En las timbas de tahúres siempre suele haber un primo, una víctima propiciatoria a la que desplumar, y si a los cinco minutos de empezar no lo has identificado lo más probable es que el candidato a pringado seas tú. En política sucede lo mismo: si un ciudadano no acaba de distinguir a quién beneficia y a quién perjudica un conflicto es que el conflicto es falso y que unos dirigentes ventajistas se han puesto de acuerdo para timarlo. La supuesta tirantez entre Sánchez e Iglesias apunta a una añagaza de esta clase, una impostura más o menos consensuada con la que atrapar en el garlito a los votantes. El jefe de Podemos sobreactúa en un papel de activista subversivo -que no le cuesta ningún trabajo porque se ajusta al demagogo que lleva dentro- para frenar la indiscutible caída de expectativas que ha provocado su desclasamiento, su conversión en un cacique que mientras su partido se desploma ha colocado a un clan familiar y amistoso en el Gobierno. El presidente le deja margen y aparenta distanciarse para aparecer ante el electorado de izquierdas como un líder moderado y responsable. Y ambos fingen tensar la cuerda del pacto a sabiendas de que esa escenificación conviene a las dos partes; a uno porque le permite volver a posar como tribuno populista y agitador de la calle y al otro porque cree que esa deriva cimarrona del aliado lo refuerza por contraste en su perfil de gobernante.
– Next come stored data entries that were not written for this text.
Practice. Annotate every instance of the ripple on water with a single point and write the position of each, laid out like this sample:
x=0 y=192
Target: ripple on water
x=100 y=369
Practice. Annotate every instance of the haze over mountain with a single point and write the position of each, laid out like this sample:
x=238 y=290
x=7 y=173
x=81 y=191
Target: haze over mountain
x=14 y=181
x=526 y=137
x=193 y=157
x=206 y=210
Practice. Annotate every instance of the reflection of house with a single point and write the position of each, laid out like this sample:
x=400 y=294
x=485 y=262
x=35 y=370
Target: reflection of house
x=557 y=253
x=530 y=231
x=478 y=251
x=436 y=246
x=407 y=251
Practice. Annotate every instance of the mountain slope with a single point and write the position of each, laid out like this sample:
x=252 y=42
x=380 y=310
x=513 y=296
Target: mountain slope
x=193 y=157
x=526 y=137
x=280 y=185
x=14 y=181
El enfrentamiento interno sólo existe, en realidad, a ojos de quienes se creen el simulacro. Es decir, de los simpatizantes socialistas más sensatos, de unos cuantos ministros molestos por las trabas que los socios ponen a su trabajo y, sobre todo, de una derecha política y sociológica escandalizada ante el abierto cuestionamiento de las bases del Estado. Este último sector es el otro objetivo preferente de una estrategia que también busca la radicalización del adversario mediante una dialéctica bipolar que haga crecer el voto de la indignación, del hartazgo, y achique el espacio al centrismo liberal y al conservadurismo templado. Ese proceso ya está ocurriendo. Y por eso, aunque Iglesias lleve a menudo su provocación demasiado lejos, Sánchez no hará otra cosa que figurar que frunce el ceño. Le conviene avivar ese fuego que debilite la estructura de los rivales, acentúe sus desacuerdos y le conceda a él la posibilidad de expandirse hacia una ficticia posición de centro.
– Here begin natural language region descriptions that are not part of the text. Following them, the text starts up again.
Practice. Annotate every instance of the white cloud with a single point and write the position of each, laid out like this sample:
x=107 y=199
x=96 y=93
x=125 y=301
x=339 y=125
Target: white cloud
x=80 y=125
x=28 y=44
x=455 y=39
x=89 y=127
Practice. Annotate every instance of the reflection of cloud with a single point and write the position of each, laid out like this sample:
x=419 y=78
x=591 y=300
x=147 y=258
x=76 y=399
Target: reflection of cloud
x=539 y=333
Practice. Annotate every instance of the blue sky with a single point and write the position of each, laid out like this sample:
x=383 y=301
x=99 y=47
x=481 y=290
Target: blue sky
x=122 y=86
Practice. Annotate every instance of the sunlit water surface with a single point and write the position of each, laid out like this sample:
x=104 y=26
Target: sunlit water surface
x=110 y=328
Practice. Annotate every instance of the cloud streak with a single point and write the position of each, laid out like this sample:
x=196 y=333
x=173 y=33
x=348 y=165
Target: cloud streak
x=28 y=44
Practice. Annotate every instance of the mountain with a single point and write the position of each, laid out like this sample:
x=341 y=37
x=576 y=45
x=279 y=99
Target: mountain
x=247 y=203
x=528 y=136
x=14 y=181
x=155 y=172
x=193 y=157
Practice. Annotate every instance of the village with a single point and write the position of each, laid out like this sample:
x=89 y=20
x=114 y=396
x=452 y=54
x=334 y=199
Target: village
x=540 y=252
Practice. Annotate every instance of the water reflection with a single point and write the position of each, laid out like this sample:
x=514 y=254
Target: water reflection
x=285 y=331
Tal vez, incluso, con la legislatura ya bien avanzada y las elecciones próximas, llegue la ocasión de teatralizar una ruptura… y luego volver a aliarse después de las urnas, en las que el sanchismo espera obtener una correlación de fuerzas más favorable y una ventaja más robusta. Ése será el momento de recoger las cartas, llevarse las ganancias y dejar a los primos con el pasmo en la cara por no haberse dado cuenta de con quién se la jugaban. El botín de la partida se llama España.